The amicus brief states “The County went to great lengths to highlight both Great Old Broads for Wilderness’ advocacy for public land stewardship, and Ms. Chilcoat’s connection to that organization, in an effort to establish criminal intent.” The District Court accepted this rationale, denying the defense’s Motion to Quash the bindover for trial.

The charges filed against Chilcoat and Franklin are based on an incident that occurred on state trust lands within San Juan County. Franklin closed a gate to a corral and the county filed multiple felony charges against the couple, including “attempted wanton destruction of livestock,” despite the fact that responding law enforcement assessed that “no harm was done” and the rancher who reported the incident acknowledged that the cattle were not prevented from reaching water inside the corral, because a section of the fence was down.

“Great Old Broads for Wilderness is devoted to protecting and preserving America’s public lands and waters, “ said Shelley Silbert, executive director for Great Old Broads for Wilderness. “Basing these malicious and overtly harsh charges on Rose’s activities as a conservationist is an outrageous infringement of her First Amendment rights. Additionally, for nearly 30 years, our organization has worked with agencies that manage public lands livestock grazing allotments to be sure permittees adhere to agency guidelines and use practices that are not harmful to watershed and riparian areas, wildlife habitat, and the overall health of the lands. In San Juan County, government officials and residents have expressed hostility towards the organization in a number of disturbing ways—which seems out of step, since a majority of Americans are proponents of clean air, water, and healthy wild lands.”

“Western Watersheds Project has been successful in beating back state laws in Idaho and Wyoming that suppress the Constitutional rights of freedom of speech and freedom of expression,” said Erik Molvar, executive director with Western Watersheds Project. “We are hopeful that the Utah judicial system will similarly squelch San Juan County’s bizarre and unjustifiable attack on Americans visiting their public lands.”

“The First Amendment issues in this case are particularly troubling for us as a publisher, member of the conservation community, and part of the rich cultural life in Southern Utah,” said Kirsten Johanna Allen, publisher and editorial director for Torrey House Press.

“As has been often said, our government is one of laws, not of men,” said Chase Thomas, policy and advocacy council for Alliance for a Better Utah. “The justice system should operate free from the political whims or prejudices of any one person or community. We fervently hope this brief will remind the court of the importance of the constitutional rights implicated in this matter. Without regard to the rest of the case, simply belonging to an environmental group engaged in peaceful activity should not be the basis for which someone is brought to trial.”

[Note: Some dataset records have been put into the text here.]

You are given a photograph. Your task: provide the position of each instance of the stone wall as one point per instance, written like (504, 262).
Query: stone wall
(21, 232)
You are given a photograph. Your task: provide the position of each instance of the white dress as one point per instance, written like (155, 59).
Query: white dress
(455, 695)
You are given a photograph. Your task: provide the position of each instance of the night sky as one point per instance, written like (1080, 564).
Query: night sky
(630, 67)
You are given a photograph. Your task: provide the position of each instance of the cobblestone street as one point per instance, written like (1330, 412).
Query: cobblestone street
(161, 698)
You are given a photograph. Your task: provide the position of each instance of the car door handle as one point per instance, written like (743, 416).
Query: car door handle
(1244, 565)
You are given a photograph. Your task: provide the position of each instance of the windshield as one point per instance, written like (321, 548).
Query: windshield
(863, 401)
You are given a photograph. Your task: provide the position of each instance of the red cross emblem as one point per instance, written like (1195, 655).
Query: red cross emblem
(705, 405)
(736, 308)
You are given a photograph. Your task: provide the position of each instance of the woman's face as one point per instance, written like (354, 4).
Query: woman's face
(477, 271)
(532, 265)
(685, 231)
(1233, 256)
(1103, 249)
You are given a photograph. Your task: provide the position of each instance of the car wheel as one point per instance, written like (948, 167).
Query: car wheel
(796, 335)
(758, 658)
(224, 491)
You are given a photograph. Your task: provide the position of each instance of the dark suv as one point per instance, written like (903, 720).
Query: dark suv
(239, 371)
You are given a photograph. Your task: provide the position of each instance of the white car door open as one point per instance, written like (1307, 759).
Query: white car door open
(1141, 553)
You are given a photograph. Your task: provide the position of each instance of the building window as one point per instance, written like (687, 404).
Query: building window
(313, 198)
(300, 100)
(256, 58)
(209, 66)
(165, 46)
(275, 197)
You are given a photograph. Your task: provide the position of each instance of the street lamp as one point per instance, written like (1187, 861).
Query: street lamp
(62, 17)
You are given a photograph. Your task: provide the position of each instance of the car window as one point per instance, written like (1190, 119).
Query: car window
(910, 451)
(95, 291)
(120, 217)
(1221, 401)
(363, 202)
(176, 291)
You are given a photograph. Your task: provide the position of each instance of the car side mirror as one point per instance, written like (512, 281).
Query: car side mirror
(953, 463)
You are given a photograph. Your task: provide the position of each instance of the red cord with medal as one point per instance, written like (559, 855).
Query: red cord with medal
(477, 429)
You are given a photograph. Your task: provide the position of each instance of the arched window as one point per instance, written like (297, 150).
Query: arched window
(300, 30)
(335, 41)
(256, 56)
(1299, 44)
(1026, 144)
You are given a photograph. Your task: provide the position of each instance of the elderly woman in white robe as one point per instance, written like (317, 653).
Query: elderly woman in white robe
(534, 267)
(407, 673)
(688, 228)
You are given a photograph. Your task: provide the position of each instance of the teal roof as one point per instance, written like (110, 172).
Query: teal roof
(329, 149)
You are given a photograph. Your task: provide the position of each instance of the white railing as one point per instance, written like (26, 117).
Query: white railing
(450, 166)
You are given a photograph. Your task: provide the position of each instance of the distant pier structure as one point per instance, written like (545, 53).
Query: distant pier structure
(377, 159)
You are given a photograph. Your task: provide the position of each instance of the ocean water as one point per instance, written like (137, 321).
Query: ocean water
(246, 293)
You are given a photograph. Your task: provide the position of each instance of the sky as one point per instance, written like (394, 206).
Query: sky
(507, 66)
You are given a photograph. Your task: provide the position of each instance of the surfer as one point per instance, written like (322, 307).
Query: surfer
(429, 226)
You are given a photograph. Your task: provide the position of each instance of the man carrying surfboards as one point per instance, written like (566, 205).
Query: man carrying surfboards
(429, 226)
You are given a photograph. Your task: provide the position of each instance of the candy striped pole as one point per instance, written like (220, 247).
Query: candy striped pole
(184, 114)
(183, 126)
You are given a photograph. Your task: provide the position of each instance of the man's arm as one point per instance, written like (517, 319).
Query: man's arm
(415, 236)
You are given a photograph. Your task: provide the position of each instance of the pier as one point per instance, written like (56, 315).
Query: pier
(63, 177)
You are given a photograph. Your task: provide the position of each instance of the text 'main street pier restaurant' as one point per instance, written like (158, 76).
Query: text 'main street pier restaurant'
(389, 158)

“Targeting Rose for criminal prosecution is meant to threaten anyone who speaks up for public lands and the environment in San Juan County,” said Kieran Suckling, executive director of the Center for Biological Diversity. “This county cabal has a history of flouting the law to plunder public lands, but now they want to put people in prison. It would be laughable if it wasn’t so dangerous. We’ll do everything we can to support Rose and Great Old Broads.”

Organizations signed on to the amicus brief include Great Old Broads for Wilderness, Advocates for the West, Alliance for a Better Utah, Center for Biological Diversity, Grand Canyon Trust, Grand Staircase Escalante Partners, Sierra Club, Torrey House Press, Western Watersheds Project, Wild Earth Guardians, Wild Utah Project, Wilderness Watch, Wildlands Defense, and Wildlands Network.